Au-delà de leur valeur ajoutée sociale (lutte contre l’exclusion, lien social, rapports de solidarité, cohésion sociale, capital social, production à finalité sociale) et de leur dimension économique de production sur un marché, les entreprises sociales d’insertion se caractérisent également par des dimensions politiques.

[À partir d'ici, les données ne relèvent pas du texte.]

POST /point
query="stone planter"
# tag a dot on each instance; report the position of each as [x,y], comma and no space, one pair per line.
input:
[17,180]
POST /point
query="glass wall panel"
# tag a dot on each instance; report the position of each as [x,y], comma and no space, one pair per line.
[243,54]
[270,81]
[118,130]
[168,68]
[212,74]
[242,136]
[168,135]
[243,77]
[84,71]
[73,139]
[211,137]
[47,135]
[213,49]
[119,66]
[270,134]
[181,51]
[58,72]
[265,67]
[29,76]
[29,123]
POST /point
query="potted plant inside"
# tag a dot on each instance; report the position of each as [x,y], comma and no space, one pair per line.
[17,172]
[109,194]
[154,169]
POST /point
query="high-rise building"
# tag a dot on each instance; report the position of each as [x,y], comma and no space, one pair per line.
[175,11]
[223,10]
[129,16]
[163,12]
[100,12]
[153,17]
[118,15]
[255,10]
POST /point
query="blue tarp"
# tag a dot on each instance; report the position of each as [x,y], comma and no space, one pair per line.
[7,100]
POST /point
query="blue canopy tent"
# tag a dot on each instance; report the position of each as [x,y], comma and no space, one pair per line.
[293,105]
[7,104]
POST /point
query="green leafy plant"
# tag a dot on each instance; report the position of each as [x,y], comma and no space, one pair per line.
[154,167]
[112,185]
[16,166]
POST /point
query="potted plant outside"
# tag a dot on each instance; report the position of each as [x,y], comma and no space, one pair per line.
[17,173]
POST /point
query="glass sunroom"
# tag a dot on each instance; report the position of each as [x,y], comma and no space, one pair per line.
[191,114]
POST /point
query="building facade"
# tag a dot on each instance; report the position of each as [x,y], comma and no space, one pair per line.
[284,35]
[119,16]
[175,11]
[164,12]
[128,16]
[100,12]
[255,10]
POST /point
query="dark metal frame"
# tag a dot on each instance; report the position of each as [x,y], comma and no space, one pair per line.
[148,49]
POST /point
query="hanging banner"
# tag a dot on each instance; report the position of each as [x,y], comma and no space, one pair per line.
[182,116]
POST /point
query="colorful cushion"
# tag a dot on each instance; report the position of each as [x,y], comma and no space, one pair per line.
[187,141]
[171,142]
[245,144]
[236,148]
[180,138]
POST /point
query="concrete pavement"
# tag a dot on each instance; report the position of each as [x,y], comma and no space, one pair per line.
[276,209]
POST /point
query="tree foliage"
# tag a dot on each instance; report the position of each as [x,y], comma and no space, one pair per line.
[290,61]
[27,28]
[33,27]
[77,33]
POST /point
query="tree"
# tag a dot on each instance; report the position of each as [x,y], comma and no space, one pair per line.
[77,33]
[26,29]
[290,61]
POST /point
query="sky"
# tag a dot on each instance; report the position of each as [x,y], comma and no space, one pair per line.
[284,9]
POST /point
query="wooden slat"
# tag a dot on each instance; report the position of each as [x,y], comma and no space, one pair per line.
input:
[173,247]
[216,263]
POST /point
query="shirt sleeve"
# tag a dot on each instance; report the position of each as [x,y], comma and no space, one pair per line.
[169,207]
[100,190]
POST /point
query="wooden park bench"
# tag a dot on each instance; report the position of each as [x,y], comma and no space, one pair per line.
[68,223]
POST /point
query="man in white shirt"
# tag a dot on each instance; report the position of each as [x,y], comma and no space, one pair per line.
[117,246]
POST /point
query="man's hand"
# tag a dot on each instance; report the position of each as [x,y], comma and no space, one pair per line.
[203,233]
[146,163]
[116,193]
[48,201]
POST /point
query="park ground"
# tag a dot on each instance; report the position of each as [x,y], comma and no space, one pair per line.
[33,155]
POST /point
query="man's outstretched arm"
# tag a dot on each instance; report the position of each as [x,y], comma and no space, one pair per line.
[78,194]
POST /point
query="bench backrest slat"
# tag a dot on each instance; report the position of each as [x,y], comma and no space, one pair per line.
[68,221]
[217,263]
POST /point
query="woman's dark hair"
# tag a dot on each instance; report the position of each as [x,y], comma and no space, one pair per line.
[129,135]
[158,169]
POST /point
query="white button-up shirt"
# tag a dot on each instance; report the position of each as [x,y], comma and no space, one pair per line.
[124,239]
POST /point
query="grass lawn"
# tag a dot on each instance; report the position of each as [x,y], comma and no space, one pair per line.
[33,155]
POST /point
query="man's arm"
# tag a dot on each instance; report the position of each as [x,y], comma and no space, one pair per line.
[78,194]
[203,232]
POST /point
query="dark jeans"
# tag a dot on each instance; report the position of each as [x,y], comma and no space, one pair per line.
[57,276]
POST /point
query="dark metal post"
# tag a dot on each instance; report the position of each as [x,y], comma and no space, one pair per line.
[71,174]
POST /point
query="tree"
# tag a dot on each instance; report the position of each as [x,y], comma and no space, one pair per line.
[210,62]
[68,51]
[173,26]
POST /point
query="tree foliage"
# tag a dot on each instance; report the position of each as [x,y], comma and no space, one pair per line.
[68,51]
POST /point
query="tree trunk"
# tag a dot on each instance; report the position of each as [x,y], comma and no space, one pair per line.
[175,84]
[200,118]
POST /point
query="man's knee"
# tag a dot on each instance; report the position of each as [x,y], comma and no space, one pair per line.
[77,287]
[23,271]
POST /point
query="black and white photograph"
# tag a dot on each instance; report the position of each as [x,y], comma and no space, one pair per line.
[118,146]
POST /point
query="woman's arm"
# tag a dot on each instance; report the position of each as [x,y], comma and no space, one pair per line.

Premièrement, comme l’avance Laville (1994), une dimension politique des entreprises sociales, de par leur ancrage dans des rapports sociaux, se traduit par l’ouverture de leurs activités à des espaces publics de proximité - ou des espaces publics autonomes selon les termes de Habermas. Dans ces espaces publics autonomes, qui sont de véritables espaces démocratiques, se rencontrent effectivement différentes parties prenantes participant à la construction conjointe de l’offre et de la demande des entreprises sociales. Contrairement aux relations anonymes du marché et de l’État, ces divers publics peuvent prendre la parole, débattre, décider, élaborer et mettre en œuvre des projets adaptés à leurs besoins diversifiés. Plusieurs avantages en découlent. D’abord, grâce à leur implication dans des réseaux locaux (ancrage territorial, proximité géographique et socioculturelle) avec lesquels ils entretiennent des relations, ces divers publics apportent leur expérience du terrain aux entreprises sociales. De plus, ils sont souvent des révélateurs de besoins non satisfaits et, de ce fait, les mieux à même de vérifier la pertinence économique et l'utilité sociale de l’offre de l'entreprise sociale par rapport à la demande. D’ailleurs, il semble que les entreprises sociales d’insertion, comme l’ensemble des organisations du tiers secteur, démontrent une capacité d’initiative et d’invention pour répondre à des besoins sociaux insatisfaits (par le marché et les collectivités publiques notamment) dans des domaines variés et nouveaux127. Enfin, la possibilité de participation de divers publics aux décisions au sein de ces organisations en fait des écoles de démocratie participative où les diverses personnes peuvent développer des compétences politiques et des vertus civiques (Enjolras 2005 : 9). Au total, la pluralité de parties prenantes permet de mieux appréhender la réalité multidimensionnelle de l’objectif d’insertion des entreprises sociales et de répondre à des niches de marché pour leur objectif de production.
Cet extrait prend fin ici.